日本が抱える経営人材不足や商業化のノウハウ不足といった課題に対し、新ファンドは効果的なソリューションを提供し、企業が国を超えて成長できる土壌を形成します。
代表者コメント
TNPパートナーズの代表取締役社長、呉雅俊氏は、「日本には多くの素晴らしい技術があるが、それが商業化や全世界で認められることが不足している。新ファンドを通じて、ディープテック企業が世界市場に挑戦し、正当な評価を受けられる仕組みを構築したい」と語っています。

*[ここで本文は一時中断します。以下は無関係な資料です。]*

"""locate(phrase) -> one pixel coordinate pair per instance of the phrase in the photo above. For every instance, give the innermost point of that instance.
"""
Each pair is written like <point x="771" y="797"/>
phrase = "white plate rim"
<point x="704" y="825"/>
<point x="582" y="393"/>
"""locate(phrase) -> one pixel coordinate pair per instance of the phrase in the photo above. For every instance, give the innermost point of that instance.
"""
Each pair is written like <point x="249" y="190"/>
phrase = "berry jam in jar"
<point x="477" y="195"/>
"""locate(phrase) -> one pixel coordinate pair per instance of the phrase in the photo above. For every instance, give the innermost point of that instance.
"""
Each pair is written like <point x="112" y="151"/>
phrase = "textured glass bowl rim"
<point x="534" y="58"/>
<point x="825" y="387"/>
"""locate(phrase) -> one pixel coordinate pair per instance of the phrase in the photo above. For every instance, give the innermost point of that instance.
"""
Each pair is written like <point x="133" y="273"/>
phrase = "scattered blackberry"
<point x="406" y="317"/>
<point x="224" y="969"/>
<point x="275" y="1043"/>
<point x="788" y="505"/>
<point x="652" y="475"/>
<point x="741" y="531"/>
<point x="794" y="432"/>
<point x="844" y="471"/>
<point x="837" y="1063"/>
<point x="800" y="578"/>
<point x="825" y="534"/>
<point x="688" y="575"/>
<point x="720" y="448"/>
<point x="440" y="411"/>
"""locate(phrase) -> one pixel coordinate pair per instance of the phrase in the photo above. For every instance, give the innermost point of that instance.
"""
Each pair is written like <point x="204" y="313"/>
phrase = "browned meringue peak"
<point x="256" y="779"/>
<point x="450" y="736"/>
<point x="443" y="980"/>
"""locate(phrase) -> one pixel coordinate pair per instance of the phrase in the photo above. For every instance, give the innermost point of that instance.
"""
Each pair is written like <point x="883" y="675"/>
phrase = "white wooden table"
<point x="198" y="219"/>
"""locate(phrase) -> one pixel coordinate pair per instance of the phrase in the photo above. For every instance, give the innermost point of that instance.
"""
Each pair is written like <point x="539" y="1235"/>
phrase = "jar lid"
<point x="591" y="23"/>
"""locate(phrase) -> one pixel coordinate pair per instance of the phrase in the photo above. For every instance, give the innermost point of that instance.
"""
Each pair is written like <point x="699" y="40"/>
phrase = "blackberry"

さらにARKAS EOMのCEO、アンドリュー・エコノモス氏は、「日本はトップクラスの技術力を持っている。このファンドを通じて、日本の企業をグローバルな場に送り出し、価値あるプレイヤーとして成長させることを目指している」とコメントしています。
今後の展望
この新しいファンドは、第1号として組成され、2030年までに運用総額で10億ドルを目指しています。TNPおよびARKAS EOMは、日本ディープテック企業の国際競争力向上に寄与するとともに、横浜・神奈川を起点にした次世代イノベーションエコシステムの形成を進め、国内外の投資家との連携を強化していく方針です。
これにより、日本の技術がさらなる価値を持つものとして市場に認知され、ディープテックの新しい時代が到来することが期待されています。